- City: Lausanne, Switzerland
- League: National League
- Founded: 1922
- Home arena: Vaudoise Aréna
- General manager: John Fust
- Head coach: Geoff Ward
- Captain: Lukas Frick
- Affiliates: HCV Martigny
- Website: www.lausannehc.ch

= Lausanne HC =

Lausanne Hockey Club is a professional ice hockey team based in Lausanne, Switzerland. The team competes in the National League (NL), the highest league in Switzerland. The team plays its home games in the 10,000-seat Vaudoise Aréna.

==History==
Founded in 1922, the Lausanne Hockey Club is one of the oldest clubs in Switzerland. They played for sixteen years at Chalet-à-Gobet, in the city heights. In 1938, LHC moved their headquarters to Montchoisi where, in 1941, they merged with Star HC to become the Montchoisi Hockey Club.

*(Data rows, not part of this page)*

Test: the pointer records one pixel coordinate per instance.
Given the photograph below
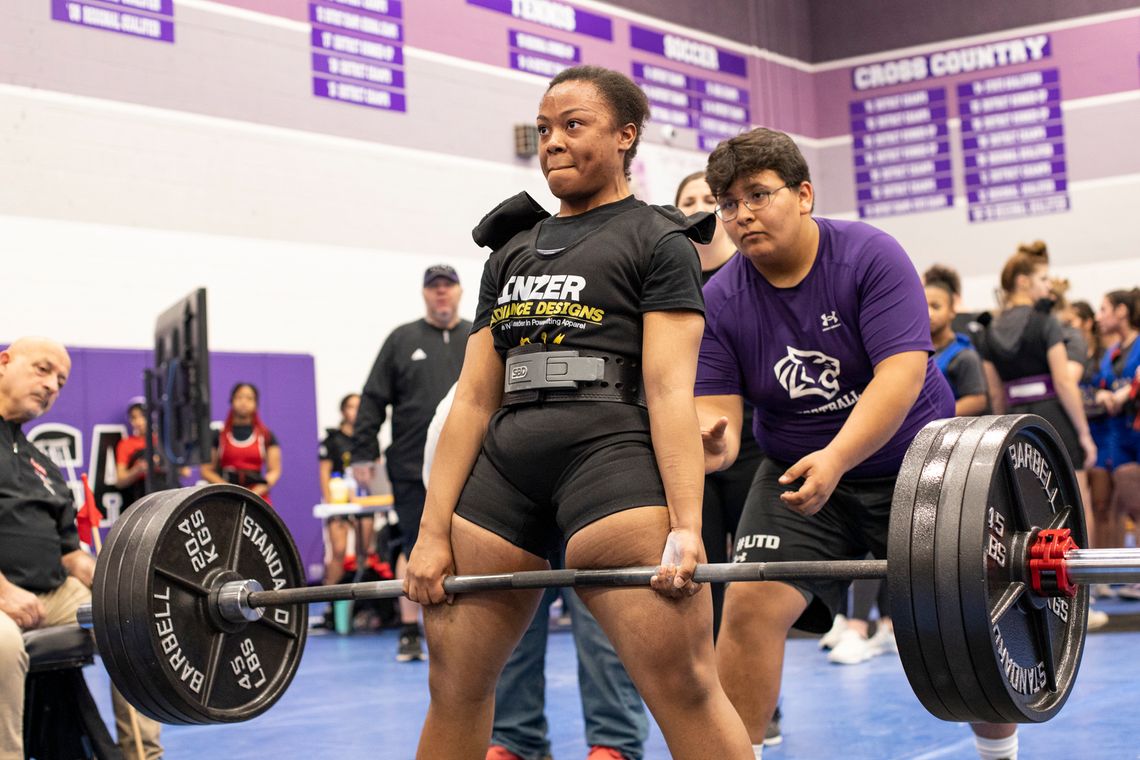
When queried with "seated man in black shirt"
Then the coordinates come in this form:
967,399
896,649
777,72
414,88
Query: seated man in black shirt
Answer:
45,574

On November 6, 1949, the team of Lausanne chose their original name: Lausanne Hockey Club. It is with this name that they started off in the Swiss national league.

Relegated to Nationalliga B in 1954, they powered back to the Nationalliga A on March 2, 1957 and remained there until 1961. For the next seventeen years, LHC remained at the Nationalliga B level where they had occasional success. On February 18, 1978, in front of over 7,000 fans, Lausanne Hockey Club obtained promotion to Nationalliga A, defeating HC Davos 8 goals to 4. After three seasons spent in the highest league, LHC, following the loss of a player in a car accident, was relegated to NLB. They remained there from 1981 to 1984 before falling to the 1. Liga while also moving to the International Ice Center at Malley (CIGM) where they still play today. They then played one season in first League (84-85) and made a round trip to NLB (85-86), to be back in the first League. Three years later they reached the finals in 1989 and obtain their promotion to NLB.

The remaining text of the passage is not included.